As usual, the coils rely on encapsulated ferrite cores, but this time they are rectangular to make room for the voltage regulator circuits.
Memory Power Supply
Micron's MT61K256M32JE-14:A memory ICs are powered by two phases coming from a second uP9512. The same FDMF3160 Smart Power Stage modules crop up yet again. The 470mH coils offer greater inductance than the ones found on the GPU power phases, but they're completely identical in terms of physical dimensions.
The input filtering takes place via three 1μH coils, whereby each of the three connection lines has a matching shunt. This is a very low resistance to which voltage drop is measured in parallel and passed on to the telemetry. Through these circuits, Nvidia can limit board power in a precise way.
Unfortunately for the folks who like a bit of redundancy, this card only comes equipped with one BIOS.
How We Tested GeForce RTX 2080
Nvidia’s latest and greatest will no doubt be found in one of the many high-end platforms now available from AMD and Intel. Our graphics station still employs an MSI Z170 Gaming M7 motherboard with an Intel Core i7-7700K CPU at 4.2 GHz, though. The processor is complemented by G.Skill’s F4-3000C15Q-16GRR memory kit. Crucial’s MX200 SSD remains, joined by a 1.4TB Intel DC P3700 loaded down with games.
As far as competition goes, we can assume that GeForce RTX 2080 is bested by GeForce RTX 2080 Ti and Titan V, both of which we have in our test pool. We also compare GeForce GTX 1080 Ti, Titan X, GeForce GTX 1080, GeForce GTX 1070 Ti, and GeForce GTX 1070 from Nvidia. AMD is represented by the Radeon RX Vega 64 and 56. All cards are either Founders Edition or reference models.
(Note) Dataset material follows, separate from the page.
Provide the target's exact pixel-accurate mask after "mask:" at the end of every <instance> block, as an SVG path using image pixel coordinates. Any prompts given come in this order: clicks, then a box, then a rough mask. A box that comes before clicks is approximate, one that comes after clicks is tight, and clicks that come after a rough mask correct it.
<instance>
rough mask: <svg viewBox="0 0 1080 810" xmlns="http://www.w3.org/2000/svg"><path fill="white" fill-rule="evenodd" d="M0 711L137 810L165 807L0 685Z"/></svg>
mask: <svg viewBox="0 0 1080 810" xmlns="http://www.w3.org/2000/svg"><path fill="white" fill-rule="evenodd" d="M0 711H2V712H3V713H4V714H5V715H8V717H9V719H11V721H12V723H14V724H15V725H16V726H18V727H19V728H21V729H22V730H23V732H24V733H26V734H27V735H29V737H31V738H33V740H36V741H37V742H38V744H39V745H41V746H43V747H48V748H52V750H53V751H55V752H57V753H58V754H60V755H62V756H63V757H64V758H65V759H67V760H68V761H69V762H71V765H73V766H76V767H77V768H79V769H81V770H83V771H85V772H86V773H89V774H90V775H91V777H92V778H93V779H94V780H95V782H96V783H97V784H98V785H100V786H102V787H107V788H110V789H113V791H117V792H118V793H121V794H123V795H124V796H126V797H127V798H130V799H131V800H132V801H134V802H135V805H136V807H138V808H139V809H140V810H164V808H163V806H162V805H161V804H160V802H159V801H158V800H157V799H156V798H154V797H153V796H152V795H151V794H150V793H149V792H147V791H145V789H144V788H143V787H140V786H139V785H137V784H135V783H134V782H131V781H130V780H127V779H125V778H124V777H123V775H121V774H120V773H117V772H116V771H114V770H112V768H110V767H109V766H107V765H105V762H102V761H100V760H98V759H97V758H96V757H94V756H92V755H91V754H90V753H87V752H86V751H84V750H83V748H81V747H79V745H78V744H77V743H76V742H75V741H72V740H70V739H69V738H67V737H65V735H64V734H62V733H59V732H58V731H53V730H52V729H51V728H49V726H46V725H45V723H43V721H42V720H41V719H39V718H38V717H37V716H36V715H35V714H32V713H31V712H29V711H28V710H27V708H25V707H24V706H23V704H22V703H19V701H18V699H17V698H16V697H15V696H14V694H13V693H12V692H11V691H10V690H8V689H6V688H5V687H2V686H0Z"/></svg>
We do have some partner boards in-house from both Nvidia and AMD, and plan to use those for third-party reviews.
Our benchmark selection now includes Ashes of the Singularity: Escalation, Battlefield 1, Civilization VI, Destiny 2,Doom, Far Cry 5,Forza Motorsport 7, Grand Theft Auto V, Metro: Last Light Redux, Rise of the Tomb Raider, Tom Clancy’s The Division, Tom Clancy’s Ghost Recon Wildlands, The Witcher 3 and World of Warcraft: Battle for Azeroth. We’re working on adding Monster Hunter: World, Shadow of the Tomb Raider, Wolfenstein II, and a couple of others, but had to scrap those plans due to very limited time with Nvidia’s final driver for its Turing-based cards.
The testing methodology we're using comes from PresentMon: Performance In DirectX, OpenGL, And Vulkan. In short, all of these games are evaluated using a combination of OCAT and our own in-house GUI for PresentMon, with logging via AIDA64.
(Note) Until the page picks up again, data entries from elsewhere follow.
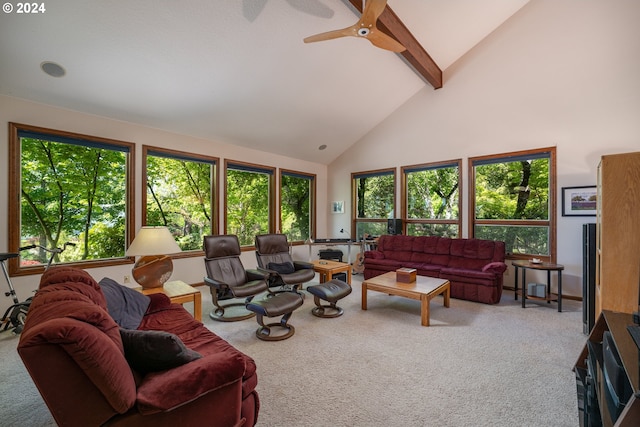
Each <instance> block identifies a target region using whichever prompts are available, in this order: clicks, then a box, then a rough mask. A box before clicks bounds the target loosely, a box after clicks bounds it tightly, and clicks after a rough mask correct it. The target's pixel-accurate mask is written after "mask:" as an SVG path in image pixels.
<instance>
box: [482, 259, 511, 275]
mask: <svg viewBox="0 0 640 427" xmlns="http://www.w3.org/2000/svg"><path fill="white" fill-rule="evenodd" d="M506 269H507V264H505V263H504V262H499V261H496V262H490V263H489V264H487V265H485V266H484V267H482V271H484V272H487V271H488V272H490V273H495V274H502V273H504V272H505V271H506Z"/></svg>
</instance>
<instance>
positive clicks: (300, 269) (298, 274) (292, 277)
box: [256, 234, 316, 292]
mask: <svg viewBox="0 0 640 427" xmlns="http://www.w3.org/2000/svg"><path fill="white" fill-rule="evenodd" d="M256 259H257V261H258V267H259V269H260V270H263V271H265V272H267V273H269V288H274V287H283V288H286V287H291V289H292V290H293V291H295V292H297V291H298V290H299V289H300V287H301V286H302V285H303V284H304V283H307V282H309V281H310V280H313V278H314V277H315V275H316V272H315V271H314V270H313V264H311V263H310V262H304V261H294V260H293V258H291V254H290V253H289V244H288V242H287V236H286V235H285V234H260V235H257V236H256Z"/></svg>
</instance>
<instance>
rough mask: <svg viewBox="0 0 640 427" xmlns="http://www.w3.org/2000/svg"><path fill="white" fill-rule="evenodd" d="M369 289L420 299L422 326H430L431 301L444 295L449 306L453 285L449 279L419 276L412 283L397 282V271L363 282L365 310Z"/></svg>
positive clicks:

All of the numbers you see in today’s piece are fresh, using updated drivers. For Nvidia, we’re using build 411.51 for GeForce RTX 2080 Ti and 2080. The other cards were tested with build 398.82. Titan V’s results were spot-checked with 411.51 to ensure performance didn’t change. AMD’s cards utilize Crimson Adrenalin Edition 18.8.1, which was the latest at test time.